Speaking to GB News Ramaswamy, whose parents emigrated to the US from India forty years ago, said people needed to “step up and do something about it.”

He said last night’s candidates’ debate was “a good opportunity to smoke out some real ideological differences within the Republican party,” adding, “I think they’re deep.”

“I think I am going to have to be the person in this race and on the debate stage who smokes that out.

“Should we fight in foreign wars that do not directly advance American interests or not? Should we actually unapologetically advance American interests even when it comes to domestic economic policy in the face of a climate change agenda that I think is fundamentally anti American at its core?

“There were real disagreements on that stage last night.”

Mr Ramaswamy described the ESG movement as “like a cancer” and the opposite vision of the American Revolution.

“We the people decide how we’re going to address shared challenges from climate change to racial injustice, to whatever they may be. That was the foundation of the American Revolution.
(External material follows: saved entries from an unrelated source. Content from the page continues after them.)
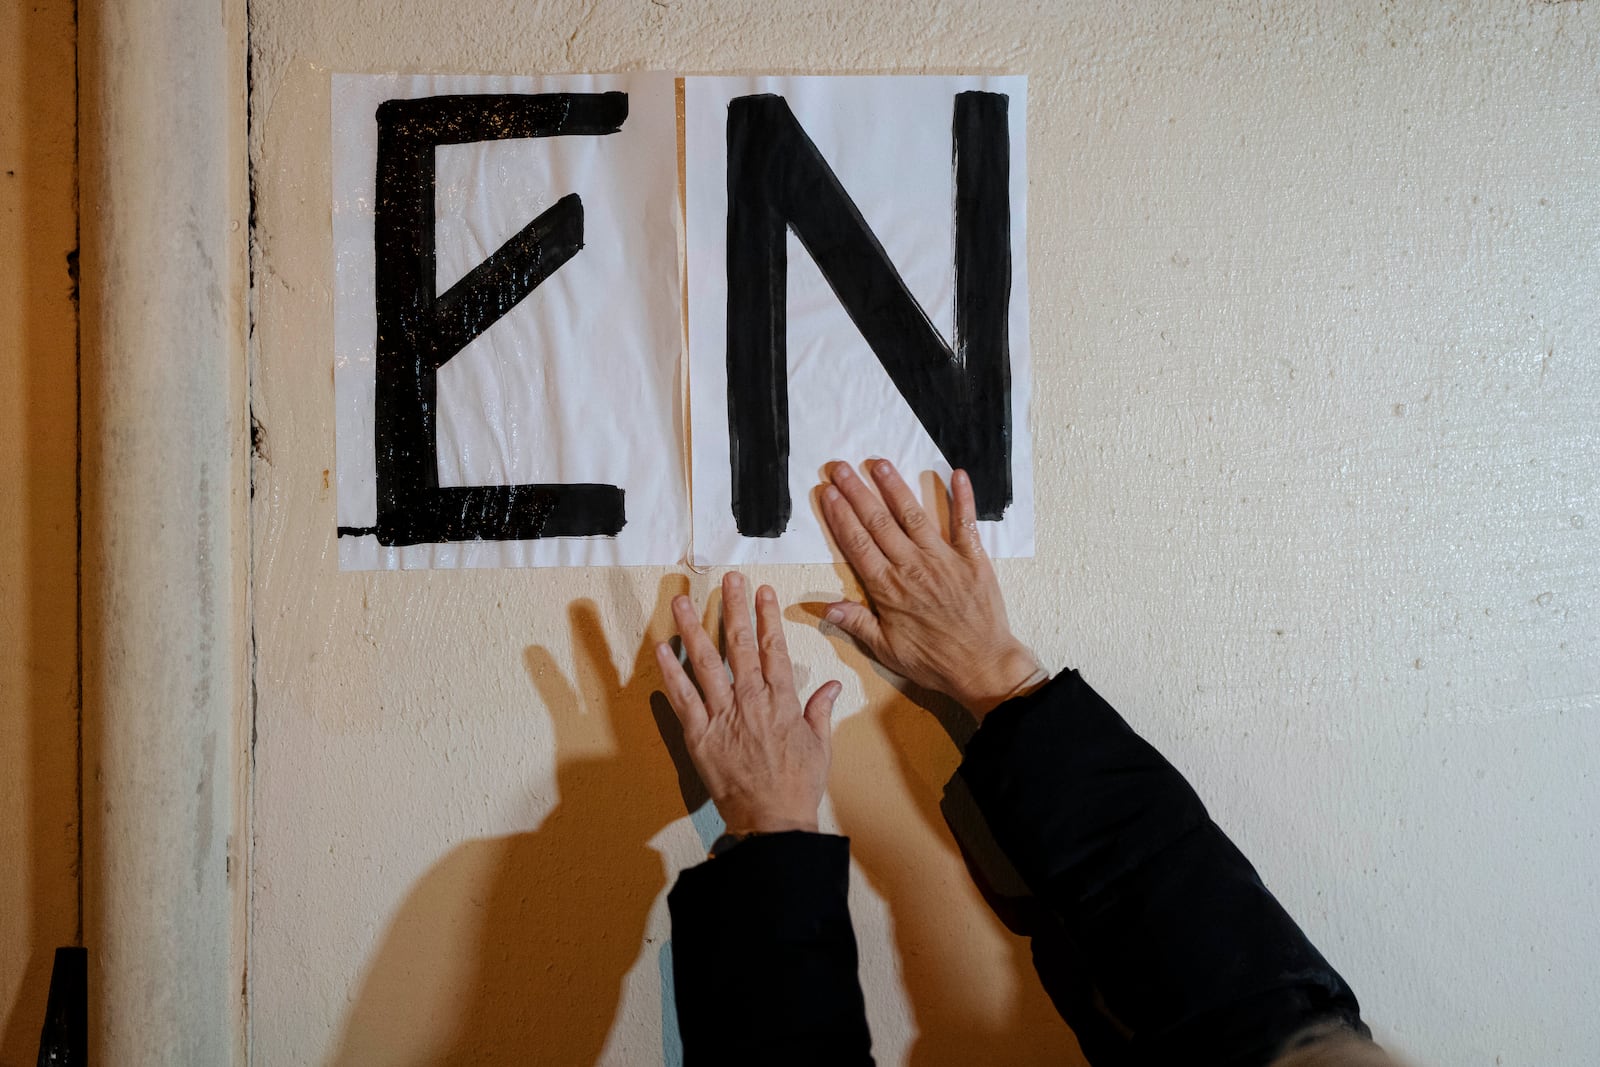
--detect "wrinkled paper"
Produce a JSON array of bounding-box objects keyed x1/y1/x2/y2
[
  {"x1": 333, "y1": 73, "x2": 685, "y2": 569},
  {"x1": 685, "y1": 76, "x2": 1033, "y2": 566},
  {"x1": 333, "y1": 73, "x2": 1031, "y2": 570}
]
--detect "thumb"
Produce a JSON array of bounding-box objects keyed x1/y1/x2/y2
[
  {"x1": 803, "y1": 680, "x2": 842, "y2": 737},
  {"x1": 823, "y1": 600, "x2": 884, "y2": 655}
]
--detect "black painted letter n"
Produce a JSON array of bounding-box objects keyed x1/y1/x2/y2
[{"x1": 725, "y1": 91, "x2": 1013, "y2": 538}]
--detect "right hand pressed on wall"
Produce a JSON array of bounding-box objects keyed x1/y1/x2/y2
[{"x1": 818, "y1": 460, "x2": 1045, "y2": 718}]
“What you’re seeing in the rise of this new world of corporatism, the ESG movement that pervade capital markets around the world like a cancer is a scepticism of that American revolutionary view.
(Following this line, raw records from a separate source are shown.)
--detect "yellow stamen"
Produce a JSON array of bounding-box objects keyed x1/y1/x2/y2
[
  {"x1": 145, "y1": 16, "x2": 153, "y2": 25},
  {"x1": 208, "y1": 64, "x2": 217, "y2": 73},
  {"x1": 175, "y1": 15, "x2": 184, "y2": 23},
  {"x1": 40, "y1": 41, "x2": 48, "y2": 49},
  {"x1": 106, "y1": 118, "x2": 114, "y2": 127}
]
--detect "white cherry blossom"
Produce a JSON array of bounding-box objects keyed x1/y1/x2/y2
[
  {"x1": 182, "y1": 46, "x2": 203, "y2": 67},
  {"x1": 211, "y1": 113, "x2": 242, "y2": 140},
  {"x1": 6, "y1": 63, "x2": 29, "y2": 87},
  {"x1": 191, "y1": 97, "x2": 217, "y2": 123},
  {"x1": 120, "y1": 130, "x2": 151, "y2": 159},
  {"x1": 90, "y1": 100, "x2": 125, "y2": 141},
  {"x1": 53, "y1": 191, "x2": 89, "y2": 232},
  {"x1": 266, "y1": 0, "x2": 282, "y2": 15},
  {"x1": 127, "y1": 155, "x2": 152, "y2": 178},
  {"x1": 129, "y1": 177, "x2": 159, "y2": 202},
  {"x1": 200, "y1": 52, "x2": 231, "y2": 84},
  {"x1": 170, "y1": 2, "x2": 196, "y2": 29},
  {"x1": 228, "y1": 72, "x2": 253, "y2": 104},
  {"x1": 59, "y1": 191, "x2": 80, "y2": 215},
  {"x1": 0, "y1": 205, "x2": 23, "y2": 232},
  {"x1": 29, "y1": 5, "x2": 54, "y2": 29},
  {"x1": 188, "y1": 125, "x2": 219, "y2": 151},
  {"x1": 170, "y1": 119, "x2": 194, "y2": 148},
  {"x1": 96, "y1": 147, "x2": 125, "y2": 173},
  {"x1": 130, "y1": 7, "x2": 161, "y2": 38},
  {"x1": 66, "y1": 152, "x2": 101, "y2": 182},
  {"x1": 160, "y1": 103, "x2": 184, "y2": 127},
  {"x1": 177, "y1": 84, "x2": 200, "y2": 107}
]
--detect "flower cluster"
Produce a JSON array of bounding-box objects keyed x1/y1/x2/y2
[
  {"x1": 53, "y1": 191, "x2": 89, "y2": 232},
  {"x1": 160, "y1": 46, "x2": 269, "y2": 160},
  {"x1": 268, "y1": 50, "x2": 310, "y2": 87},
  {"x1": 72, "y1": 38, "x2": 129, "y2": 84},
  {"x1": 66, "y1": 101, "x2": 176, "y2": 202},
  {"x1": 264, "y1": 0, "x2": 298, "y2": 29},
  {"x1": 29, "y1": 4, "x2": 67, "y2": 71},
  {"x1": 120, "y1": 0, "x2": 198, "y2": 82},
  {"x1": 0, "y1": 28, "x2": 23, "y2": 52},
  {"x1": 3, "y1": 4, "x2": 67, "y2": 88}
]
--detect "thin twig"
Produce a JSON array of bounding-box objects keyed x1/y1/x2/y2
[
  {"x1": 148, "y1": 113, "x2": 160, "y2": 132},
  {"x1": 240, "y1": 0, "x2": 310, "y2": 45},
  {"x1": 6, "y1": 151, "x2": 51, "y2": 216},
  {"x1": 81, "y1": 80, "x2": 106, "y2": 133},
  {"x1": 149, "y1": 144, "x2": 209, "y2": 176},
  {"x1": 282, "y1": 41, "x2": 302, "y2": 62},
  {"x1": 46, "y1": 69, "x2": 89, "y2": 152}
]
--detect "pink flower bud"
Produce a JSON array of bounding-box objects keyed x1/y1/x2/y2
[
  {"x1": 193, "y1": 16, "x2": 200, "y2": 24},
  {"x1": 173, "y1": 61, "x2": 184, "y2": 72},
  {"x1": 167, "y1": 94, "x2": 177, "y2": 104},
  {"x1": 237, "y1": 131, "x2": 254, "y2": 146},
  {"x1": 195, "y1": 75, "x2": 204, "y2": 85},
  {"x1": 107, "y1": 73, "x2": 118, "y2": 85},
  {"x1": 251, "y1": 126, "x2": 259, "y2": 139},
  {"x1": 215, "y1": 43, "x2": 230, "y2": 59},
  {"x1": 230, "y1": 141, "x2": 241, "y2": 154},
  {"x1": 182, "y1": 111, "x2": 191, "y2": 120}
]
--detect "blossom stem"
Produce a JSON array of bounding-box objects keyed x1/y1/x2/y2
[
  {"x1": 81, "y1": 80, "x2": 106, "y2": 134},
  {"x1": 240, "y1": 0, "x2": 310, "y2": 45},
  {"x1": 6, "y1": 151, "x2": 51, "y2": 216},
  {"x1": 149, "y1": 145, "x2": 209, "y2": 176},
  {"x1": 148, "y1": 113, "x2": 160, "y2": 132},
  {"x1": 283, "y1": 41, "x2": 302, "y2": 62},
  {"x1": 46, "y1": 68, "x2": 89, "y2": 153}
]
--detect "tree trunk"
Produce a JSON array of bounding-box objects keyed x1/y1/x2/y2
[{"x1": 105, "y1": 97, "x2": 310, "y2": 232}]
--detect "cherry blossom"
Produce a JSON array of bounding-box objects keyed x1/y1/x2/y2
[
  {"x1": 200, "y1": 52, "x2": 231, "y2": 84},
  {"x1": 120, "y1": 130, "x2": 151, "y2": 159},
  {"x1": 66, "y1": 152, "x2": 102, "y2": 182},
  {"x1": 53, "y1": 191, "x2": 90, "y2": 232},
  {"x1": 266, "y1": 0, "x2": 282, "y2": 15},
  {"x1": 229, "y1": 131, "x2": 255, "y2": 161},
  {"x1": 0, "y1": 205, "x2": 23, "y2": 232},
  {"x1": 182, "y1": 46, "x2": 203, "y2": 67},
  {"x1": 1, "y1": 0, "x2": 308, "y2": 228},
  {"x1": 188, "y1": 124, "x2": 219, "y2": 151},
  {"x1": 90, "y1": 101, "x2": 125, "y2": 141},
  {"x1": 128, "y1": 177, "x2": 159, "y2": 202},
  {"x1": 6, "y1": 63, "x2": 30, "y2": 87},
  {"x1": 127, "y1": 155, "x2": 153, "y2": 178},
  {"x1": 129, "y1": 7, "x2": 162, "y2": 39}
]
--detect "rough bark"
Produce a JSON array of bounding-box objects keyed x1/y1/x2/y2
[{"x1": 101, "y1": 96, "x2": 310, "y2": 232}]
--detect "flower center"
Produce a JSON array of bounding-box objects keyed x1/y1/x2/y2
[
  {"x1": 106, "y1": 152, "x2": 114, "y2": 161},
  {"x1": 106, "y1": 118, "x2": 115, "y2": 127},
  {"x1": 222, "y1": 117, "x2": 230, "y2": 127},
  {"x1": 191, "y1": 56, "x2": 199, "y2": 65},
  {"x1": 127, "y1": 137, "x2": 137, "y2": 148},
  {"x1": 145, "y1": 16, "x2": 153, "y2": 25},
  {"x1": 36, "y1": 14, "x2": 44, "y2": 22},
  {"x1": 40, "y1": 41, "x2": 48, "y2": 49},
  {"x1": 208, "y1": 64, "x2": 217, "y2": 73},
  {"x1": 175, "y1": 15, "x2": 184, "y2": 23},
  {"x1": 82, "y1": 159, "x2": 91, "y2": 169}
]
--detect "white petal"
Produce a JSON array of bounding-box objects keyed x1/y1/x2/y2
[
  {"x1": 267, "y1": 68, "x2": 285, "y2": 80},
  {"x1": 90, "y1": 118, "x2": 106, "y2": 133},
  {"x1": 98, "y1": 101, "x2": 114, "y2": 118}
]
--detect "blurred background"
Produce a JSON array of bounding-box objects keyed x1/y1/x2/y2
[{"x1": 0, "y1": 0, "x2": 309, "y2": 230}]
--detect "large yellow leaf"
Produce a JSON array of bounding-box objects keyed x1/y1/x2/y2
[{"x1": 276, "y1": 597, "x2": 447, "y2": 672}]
“They say ‘The people can’t be trusted, so if governments aren’t going to get it right, on climate change, then we the business leaders are going to have to step up and fill the void, working with those government officials to do it.
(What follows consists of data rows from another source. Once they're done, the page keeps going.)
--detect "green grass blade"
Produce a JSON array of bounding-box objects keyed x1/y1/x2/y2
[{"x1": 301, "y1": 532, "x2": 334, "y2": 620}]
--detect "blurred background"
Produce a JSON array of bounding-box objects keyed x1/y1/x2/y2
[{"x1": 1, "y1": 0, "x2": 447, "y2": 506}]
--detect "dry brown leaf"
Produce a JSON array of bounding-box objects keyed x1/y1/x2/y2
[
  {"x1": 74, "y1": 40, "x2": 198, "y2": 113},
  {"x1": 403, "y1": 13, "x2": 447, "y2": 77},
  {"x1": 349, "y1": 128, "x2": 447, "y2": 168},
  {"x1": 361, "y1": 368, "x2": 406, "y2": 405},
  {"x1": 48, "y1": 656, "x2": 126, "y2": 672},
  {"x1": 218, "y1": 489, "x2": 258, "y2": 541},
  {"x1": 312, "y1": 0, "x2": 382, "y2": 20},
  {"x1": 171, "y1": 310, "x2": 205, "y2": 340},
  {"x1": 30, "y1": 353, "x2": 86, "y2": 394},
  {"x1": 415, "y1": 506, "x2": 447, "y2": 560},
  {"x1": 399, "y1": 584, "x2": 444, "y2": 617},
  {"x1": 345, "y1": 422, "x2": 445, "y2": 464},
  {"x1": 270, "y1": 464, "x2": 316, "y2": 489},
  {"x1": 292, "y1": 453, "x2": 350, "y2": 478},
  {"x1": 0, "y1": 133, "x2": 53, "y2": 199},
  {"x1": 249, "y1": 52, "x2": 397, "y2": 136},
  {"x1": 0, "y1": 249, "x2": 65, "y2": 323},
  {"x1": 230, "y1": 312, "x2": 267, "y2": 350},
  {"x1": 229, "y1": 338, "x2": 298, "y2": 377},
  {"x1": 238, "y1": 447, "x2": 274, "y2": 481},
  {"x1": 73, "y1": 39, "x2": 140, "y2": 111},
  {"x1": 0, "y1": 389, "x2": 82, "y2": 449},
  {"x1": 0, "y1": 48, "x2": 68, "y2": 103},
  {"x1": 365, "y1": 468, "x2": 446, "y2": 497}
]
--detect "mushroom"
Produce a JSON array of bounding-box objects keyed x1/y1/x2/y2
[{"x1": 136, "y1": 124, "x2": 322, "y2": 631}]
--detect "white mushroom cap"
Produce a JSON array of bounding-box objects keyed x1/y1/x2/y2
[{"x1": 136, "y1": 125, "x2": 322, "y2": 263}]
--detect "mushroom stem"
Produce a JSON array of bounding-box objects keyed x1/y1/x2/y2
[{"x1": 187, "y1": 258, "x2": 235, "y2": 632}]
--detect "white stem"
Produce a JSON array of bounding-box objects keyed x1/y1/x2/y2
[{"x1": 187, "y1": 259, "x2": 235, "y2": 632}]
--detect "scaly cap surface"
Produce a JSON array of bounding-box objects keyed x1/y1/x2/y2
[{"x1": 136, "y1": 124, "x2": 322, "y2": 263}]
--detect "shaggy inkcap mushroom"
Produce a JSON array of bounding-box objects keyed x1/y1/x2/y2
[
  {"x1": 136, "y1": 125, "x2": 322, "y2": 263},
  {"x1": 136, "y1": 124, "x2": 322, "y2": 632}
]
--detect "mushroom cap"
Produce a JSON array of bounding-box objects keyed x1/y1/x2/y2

“And so, what’s at stake in these issues? It’s not just a little annoyance of our modern culture. It is that too, but it reflects a deeper scepticism. that citizens can be trusted at all.”

During the interview the businessman-turned-politician denied that he was an ‘isolationist’ and said he’d be interested in a trade deal with the UK.

“I do think that entering stronger bilateral trade relationships with our allies is a crucial step in declaring economic potential,” he said, with the caveat – “depending on the terms.”